Im Zentrum aber steht, wie immer bei den Pfingstfestspielen, die Bartoli, Intendantin des Festivals, Forscherin und große Sängerin. Sie ist schon so etwas wie eine Marke, garantiert seit Jahren höchste musikalische und darstellerische Qualität, fast schon einen bestimmten Stil, egal, wer unter ihr dirigiert oder inszeniert.

Diesmal hat sich die Primadonna assoluta mit der Partie der Isabella allerdings einer besonderen Herausforderung gestellt. Denn die Mezzosopranistin hat als Rollendebüt eine genuine Altpartie übernommen - und gestaltet sie doch überwältigend. Niemand vermag die Koloraturen so gestochen scharf zu singen, kaum jemand schwelgt so im silbrigen Legato und auch die trompetenhafte Tiefen der Partie hat sie drauf. Ein Wunder. Darstellerisch ist die Bartoli als voll emanzipierte Italienierin, die sich von keinem Mustafa etwas sagen lässt, ohnehin eine sichere Bank.
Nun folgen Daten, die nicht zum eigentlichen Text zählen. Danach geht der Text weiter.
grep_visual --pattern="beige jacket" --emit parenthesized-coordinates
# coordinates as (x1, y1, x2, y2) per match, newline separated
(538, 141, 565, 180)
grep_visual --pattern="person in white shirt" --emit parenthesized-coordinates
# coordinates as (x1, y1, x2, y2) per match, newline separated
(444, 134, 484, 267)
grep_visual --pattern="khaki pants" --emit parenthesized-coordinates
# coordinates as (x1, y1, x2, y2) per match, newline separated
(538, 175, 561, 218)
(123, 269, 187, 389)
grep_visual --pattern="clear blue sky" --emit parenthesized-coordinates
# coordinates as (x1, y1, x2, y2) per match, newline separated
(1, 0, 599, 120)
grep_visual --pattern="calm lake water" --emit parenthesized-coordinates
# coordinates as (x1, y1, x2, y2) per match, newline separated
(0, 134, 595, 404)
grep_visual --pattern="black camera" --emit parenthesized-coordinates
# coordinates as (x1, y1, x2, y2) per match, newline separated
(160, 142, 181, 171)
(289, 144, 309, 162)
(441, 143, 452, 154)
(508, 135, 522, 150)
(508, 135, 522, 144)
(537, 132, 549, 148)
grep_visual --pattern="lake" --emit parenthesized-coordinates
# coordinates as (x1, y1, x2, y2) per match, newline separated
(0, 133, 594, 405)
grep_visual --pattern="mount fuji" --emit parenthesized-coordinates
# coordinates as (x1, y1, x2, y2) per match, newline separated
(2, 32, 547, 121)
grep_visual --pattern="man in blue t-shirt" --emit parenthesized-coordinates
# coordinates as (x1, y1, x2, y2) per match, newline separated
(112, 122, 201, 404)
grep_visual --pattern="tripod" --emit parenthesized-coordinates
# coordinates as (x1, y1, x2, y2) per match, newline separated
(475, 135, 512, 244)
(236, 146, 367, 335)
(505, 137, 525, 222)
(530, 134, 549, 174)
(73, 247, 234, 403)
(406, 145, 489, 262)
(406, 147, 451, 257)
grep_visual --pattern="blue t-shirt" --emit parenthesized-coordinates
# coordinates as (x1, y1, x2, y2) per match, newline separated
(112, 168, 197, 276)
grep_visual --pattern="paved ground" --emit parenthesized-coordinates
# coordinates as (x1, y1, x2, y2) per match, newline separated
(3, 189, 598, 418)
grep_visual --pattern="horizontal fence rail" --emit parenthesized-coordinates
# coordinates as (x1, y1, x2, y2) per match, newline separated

Aber Bartoli hat auch das Geschick, hervorragende Kollegen zu engagieren. Der aus Uruguay stammende Tenor Edgardo Rocha singt mit betörender Leichtigkeit und verführerischem metallischen Timbre - ein echter Rossini-Tenor. Hervorragend auch Peter Kálmán als Mustafa mit höchst beweglicher, sonorer Bassstimme. Großartig auch der agile Sopran von Rebeca Olvera als verschmähte Ehefrau Elvira. Ein besonderes Rollenporträt gelingt Alessandro Corbelli als Isabellas Begleiter Taddeo, der ebenfalls leidenschaftlich in seine Herrin verliebt ist.

Den Orchesterpart hat diesmal wieder Jean-Christophe Spinosi mit seinem Ensemble Matheus übernommen. Das Orchester hat sich dem Originalklang verschrieben, mit allen Vor- und Nachteilen. Spinosi dirigiert markant, federnd leicht, spritzig und witzig die Handlung untermalend - und lässt doch gelegentlich philharmonischen Samt und Fülle vermissen. Jedenfalls ist das Orchester niemals in der Gefahr, die Sänger zu überdecken. Der Philharmonische Chor Wien singen nicht nur präzise, sondern zeigen auch viel humorvolle Spielfreude.

Sicher, die Inszenierung von Leiser und Caurier, die die Handlung in die Gegenwart verlegt, ist vor allem amüsant. Trotz all der Anspielungen der Partitur auf den Islam, auf Missbrauch und Unterdrückung der Frauen - die beiden umschiffen mit größtem Geschick alle Untiefen der politischen Inkorrektheit. Möglicherweise hätte ein Bezug auf die #MeToo-Debatte, auf die Flüchtlingskrise oder den Islam der Regie etwas mehr Biss verliehen. Aber hingerissen von dem Witz der Inszenierung, der Spielfreude des Ensembles und dem Sog der Musik verlieren sich solche Gedanken sehr schnell. Am Ende rauschender Beifall, Bravo-Orgie, Standing Ovations.